Following configuration doesn't work and requires a Coder:

 p.apply(KafkaIO.<String, Bytes>read()
        .withBootstrapServers("ip1:9092,ip2:9092,ip3:9092")
        .withConsumerConfigUpdates(kafkaConsumerConfig)
        .withTopic("my.topic")
        .withKeyDeserializer(StringDeserializer.class)
        .withValueDeserializer(BytesDeserializer.class)
        .withMaxNumRecords(10)
        .withoutMetadata())

Unfortunately, I cannot find out what is the right Value Deserializer + Coder combination and cannot find similar examples in the documentation. Do you have any working examples for using Protobuf with Kafka source in Apache Beam?


Solution

  • If you want to deserialise protobuf messages, you need a custom class which implements the Deserializer interface from the apache kafka library.
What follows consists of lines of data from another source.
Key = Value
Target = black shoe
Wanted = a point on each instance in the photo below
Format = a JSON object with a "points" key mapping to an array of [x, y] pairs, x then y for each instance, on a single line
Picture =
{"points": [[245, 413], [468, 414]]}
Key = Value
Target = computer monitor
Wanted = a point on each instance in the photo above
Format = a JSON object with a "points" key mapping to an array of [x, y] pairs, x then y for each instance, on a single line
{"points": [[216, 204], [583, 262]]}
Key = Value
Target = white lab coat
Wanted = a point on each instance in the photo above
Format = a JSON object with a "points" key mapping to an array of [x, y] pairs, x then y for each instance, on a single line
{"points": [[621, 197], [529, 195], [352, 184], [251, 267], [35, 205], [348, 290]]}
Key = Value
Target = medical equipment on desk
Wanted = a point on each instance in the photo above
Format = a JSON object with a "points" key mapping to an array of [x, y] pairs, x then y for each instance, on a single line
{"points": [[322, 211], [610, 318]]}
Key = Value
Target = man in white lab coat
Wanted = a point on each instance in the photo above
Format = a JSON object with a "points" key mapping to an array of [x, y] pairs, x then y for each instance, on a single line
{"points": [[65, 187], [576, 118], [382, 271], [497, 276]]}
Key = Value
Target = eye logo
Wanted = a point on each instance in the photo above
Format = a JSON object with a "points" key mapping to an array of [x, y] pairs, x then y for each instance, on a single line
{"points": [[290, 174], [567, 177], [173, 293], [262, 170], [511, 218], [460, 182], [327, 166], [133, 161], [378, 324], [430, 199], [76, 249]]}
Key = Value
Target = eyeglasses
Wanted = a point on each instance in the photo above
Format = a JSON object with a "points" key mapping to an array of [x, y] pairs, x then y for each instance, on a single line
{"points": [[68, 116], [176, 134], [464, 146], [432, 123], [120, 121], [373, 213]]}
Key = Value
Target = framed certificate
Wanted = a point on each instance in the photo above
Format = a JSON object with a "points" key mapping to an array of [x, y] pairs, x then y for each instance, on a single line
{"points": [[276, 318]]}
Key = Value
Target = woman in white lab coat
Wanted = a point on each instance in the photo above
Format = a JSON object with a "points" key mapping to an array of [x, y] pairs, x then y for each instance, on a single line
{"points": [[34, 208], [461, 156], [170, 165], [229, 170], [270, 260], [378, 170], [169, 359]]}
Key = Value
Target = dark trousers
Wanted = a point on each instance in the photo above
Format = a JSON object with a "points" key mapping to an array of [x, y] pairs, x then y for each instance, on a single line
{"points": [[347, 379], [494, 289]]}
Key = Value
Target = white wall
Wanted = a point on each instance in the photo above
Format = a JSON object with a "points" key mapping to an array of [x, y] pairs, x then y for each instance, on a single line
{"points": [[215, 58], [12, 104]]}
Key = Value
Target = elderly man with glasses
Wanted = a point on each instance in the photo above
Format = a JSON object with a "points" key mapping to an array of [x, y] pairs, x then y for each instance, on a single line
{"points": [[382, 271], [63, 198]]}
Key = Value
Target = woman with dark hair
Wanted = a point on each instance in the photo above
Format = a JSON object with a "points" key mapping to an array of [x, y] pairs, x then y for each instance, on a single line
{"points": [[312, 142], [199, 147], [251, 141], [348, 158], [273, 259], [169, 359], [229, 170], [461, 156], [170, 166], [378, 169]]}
This deserialisation is the same for other models too, not only apache beam.

    To get the apache kafka library you can add org.apache.kafka:kafka-clients as a dependency.

    Then create the custom deserializer class, which would look something like:

    public class ProtoDeserializer implements Deserializer<YourProtoClass> {
        @Override
        public YourProtoClass deserialize(String topic, byte[] data) {
            if (data == null) return null;
    
            try {
                return YourProtoClass.parseFrom(data);
            } catch (InvalidProtocolBufferException e) {
                throw new RuntimeException(e);
            }
        }
    }
    

    Then use that class in you pipeline:

     p.apply(KafkaIO.<String, Bytes>read()
            .withBootstrapServers("ip1:9092,ip2:9092,ip3:9092")
            .withConsumerConfigUpdates(kafkaConsumerConfig)
            .withTopic("my.topic")
            .withKeyDeserializer(StringDeserializer.class)
            .withValueDeserializer(ProtoDeserializer.class)
            .withMaxNumRecords(10)
            .withoutMetadata())